Russ - Well, guess you must have never perused through the annals of history to see just how wonderful life was for so many people before federal laws started getting the job done where states and their local politicians had purposely or inadvertantly failed.
Maybe if you had died from eating poisoned meat, or had your limbs cut off from unsafe machinery, or had died from taking some type of concoction from your local quack you would understand. Or how about if your kids had to work in the local sweat shop because none of you could earn more than a few pennies a day to pay for basic necessities because you were all first-generation immigrants.
Yes, poor people did fend for themselves, but they lived in squalid conditions and had little to no food, with little access to education or healthcare. Some survived, but many, many, many died. Don't you ever read? There are plenty of books which detail the plight of poor people and first-generation immigrants in the early years of the 20th century. Thank God for people like the Roosevelts who stepped in to provide people with jobs and some stability through the great depression. Thank God for Johnson and his ideas of a "Great Society" making sure that old people didn't starve on the streets with social security and had access to healthcare through Medicare.
You think we wouldn't still have slavery today if we didn't have the 13th amendment? I think you're kidding yourself. Just as someone else said, some things have to be shoved down people's throats before they will be allowed in this country. We have to have affirmative action just to provide minorities with jobs in this country because when we look at the job business does by itself, we see they're all being run for white males by white males. We have to have court rulings to make sure blacks and whites can be in the same room with each other.

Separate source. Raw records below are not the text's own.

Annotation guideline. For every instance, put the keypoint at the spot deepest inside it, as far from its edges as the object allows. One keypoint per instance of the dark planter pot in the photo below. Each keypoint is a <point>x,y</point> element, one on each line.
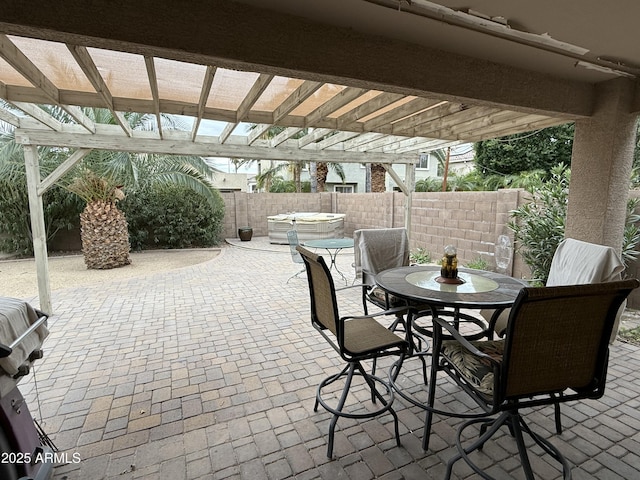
<point>245,233</point>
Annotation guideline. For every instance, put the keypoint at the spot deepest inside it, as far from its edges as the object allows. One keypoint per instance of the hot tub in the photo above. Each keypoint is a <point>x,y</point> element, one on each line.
<point>310,226</point>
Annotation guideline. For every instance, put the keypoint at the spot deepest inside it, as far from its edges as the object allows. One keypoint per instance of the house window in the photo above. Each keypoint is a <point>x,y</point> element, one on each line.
<point>423,160</point>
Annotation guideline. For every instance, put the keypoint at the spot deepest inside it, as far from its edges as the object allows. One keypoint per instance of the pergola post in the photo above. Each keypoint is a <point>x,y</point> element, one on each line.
<point>410,180</point>
<point>38,230</point>
<point>601,165</point>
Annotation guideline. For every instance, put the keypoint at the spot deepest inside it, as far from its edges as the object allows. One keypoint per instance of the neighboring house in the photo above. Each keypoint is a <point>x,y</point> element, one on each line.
<point>460,161</point>
<point>229,182</point>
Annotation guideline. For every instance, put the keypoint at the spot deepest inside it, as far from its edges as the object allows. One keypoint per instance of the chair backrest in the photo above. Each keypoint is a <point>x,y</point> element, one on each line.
<point>558,338</point>
<point>292,236</point>
<point>379,249</point>
<point>576,262</point>
<point>324,308</point>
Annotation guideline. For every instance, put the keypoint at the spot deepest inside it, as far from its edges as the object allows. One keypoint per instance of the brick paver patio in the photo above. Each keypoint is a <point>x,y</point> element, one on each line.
<point>210,371</point>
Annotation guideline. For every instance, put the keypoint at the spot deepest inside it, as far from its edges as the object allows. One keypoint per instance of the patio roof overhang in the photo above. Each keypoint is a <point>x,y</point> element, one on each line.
<point>83,59</point>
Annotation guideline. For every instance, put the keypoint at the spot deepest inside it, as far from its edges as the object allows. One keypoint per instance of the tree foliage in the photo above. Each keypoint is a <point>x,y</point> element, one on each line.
<point>540,150</point>
<point>130,171</point>
<point>539,225</point>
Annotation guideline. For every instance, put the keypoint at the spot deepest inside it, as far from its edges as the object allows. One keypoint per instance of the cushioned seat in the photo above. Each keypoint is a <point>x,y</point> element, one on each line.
<point>555,349</point>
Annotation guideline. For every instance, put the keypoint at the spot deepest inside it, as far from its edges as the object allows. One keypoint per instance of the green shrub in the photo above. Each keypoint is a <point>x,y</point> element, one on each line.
<point>61,212</point>
<point>420,255</point>
<point>172,216</point>
<point>539,225</point>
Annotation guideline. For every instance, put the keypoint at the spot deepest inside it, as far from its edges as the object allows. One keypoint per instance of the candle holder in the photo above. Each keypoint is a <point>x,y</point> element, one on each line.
<point>449,267</point>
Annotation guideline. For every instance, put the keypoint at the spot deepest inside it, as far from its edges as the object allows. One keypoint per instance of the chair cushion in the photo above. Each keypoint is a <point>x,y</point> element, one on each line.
<point>477,371</point>
<point>365,335</point>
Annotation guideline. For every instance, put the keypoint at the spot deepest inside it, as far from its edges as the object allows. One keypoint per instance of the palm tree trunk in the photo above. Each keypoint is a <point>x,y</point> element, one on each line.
<point>105,237</point>
<point>378,174</point>
<point>322,170</point>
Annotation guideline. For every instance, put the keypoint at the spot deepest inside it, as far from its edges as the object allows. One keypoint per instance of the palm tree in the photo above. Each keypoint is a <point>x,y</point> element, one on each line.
<point>322,170</point>
<point>102,178</point>
<point>378,174</point>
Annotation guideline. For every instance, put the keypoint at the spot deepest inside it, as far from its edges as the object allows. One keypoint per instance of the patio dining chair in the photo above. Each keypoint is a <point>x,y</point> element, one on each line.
<point>356,339</point>
<point>555,349</point>
<point>375,250</point>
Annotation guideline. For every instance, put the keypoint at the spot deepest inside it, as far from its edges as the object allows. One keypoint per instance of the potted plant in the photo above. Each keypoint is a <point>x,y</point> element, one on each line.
<point>245,233</point>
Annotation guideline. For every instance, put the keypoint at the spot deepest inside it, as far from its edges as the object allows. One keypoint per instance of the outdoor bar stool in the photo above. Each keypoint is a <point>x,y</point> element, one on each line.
<point>356,339</point>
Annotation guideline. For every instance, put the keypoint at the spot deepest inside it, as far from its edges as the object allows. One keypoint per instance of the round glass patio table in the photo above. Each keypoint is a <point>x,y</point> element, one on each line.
<point>333,246</point>
<point>479,289</point>
<point>417,284</point>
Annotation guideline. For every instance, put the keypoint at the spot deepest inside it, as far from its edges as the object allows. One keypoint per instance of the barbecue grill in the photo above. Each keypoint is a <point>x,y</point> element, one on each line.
<point>25,450</point>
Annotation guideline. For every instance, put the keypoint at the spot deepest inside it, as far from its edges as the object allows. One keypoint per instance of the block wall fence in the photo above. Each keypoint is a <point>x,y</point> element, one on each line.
<point>472,221</point>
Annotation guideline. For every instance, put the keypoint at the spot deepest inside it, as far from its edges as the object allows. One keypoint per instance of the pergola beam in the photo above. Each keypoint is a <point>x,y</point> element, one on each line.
<point>145,142</point>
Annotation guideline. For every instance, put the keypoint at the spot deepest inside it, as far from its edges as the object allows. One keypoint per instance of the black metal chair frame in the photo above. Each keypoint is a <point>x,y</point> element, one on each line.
<point>292,238</point>
<point>335,329</point>
<point>559,313</point>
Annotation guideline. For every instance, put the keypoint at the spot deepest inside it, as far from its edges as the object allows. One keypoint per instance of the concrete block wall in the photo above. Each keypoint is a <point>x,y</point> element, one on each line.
<point>472,221</point>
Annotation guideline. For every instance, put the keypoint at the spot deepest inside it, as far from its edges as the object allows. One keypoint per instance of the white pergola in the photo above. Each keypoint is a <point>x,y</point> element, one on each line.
<point>369,81</point>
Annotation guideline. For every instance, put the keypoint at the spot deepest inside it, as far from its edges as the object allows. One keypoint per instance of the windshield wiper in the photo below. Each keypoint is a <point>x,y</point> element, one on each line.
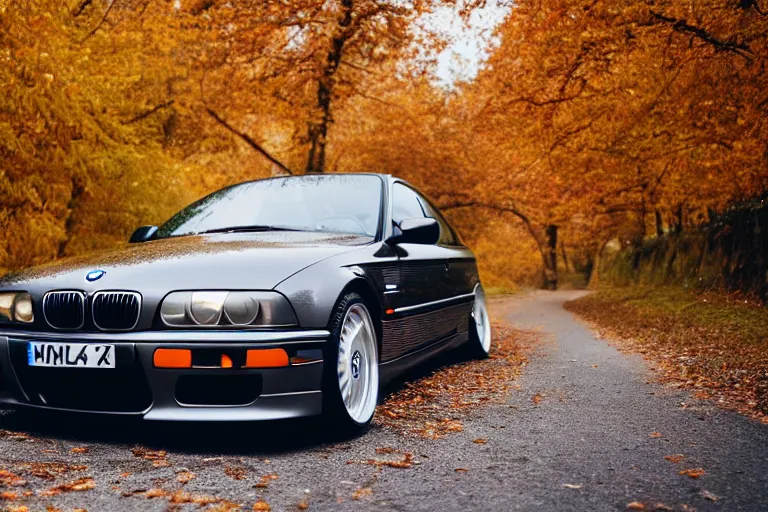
<point>245,229</point>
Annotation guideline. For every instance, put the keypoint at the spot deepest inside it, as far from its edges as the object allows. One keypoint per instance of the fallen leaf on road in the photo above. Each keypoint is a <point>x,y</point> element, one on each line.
<point>264,482</point>
<point>185,476</point>
<point>15,436</point>
<point>9,496</point>
<point>50,470</point>
<point>362,492</point>
<point>262,506</point>
<point>83,484</point>
<point>693,472</point>
<point>182,496</point>
<point>8,479</point>
<point>158,457</point>
<point>420,406</point>
<point>236,472</point>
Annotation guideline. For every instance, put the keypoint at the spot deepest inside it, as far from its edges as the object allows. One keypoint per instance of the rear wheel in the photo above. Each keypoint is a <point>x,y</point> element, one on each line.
<point>479,344</point>
<point>351,387</point>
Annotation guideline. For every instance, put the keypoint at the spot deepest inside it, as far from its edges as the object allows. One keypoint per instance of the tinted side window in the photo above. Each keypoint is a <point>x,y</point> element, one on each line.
<point>447,236</point>
<point>405,204</point>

We have the ability to do so many things for everyone in the US today. We could provide everyone with basic healthcare, higher education, a livable wage, and more, but we choose not to. With this mentality, I'm sure if slavery would help IBM maintain it's corporate earnings and weren't outlawed, it would still be around in the US today. How many US businesses are going abroad to hire third-world workers to get around US labor laws while their CEO's live high off the hog. It's deplorable.
As far as state's minimum wage laws and other labor laws (such as safety laws), when FDR started evaluating this, there were plenty of state's not enforcing their laws. There were several high profile court cases where people were being severly underpaid and overworked. Businesses would adjust pay for whatever reason they saw fit. People were working in unsafe conditions and it was being overlooked because the people affected did not matter politically in those states. People running those businesses had plenty of methods and connections to get around whatever state labor law they chose. However, when this among other issues was brought to the national level, FDR won the election in a landslide as the nation clearly supported his New Deal for America. Federal labor laws have been enforced and maintained ever since to the benefit of millions of people.
The Constitution does charge the federal branch with looking out for the general welfare of the country. As broadly as the Constitution has been interpreted, IMO, if the states are not enforcing their own laws and people are suffering as a result, the federal government needs to step in.
More recently, we now see states aren't enforcing gun laws. Almost a million people have been shot to death in the US in the last few years. It's obvious the states don't have a handle on it and can't deal with the problem in an effective manner or don't have the ability or intelligence to enforce the current laws properly. I think this is threatening the general welfare of the country when citizens cannot feel safe due to maniacs with guns. My friend works in a federal building where 2 people have been caught bringing guns to work in the past couple of months alone. It's about time for some federal action to whip the states into shape because they clearly are clueless on their own.
Face it, if people were more honest and caring about others (love thy neighbor as thyself), we wouldn't have to worry about it. If states would take the initiative to solve these issues in an effective manner, we wouldn't be talking about this. But because evil persists at all levels, we have to have watchdogs.
Maybe I do believe the Feds are good and the people are bad, but if so, it's only from reading your sentiments, Russ. Your posts alone show me that I'm 100% justified in it.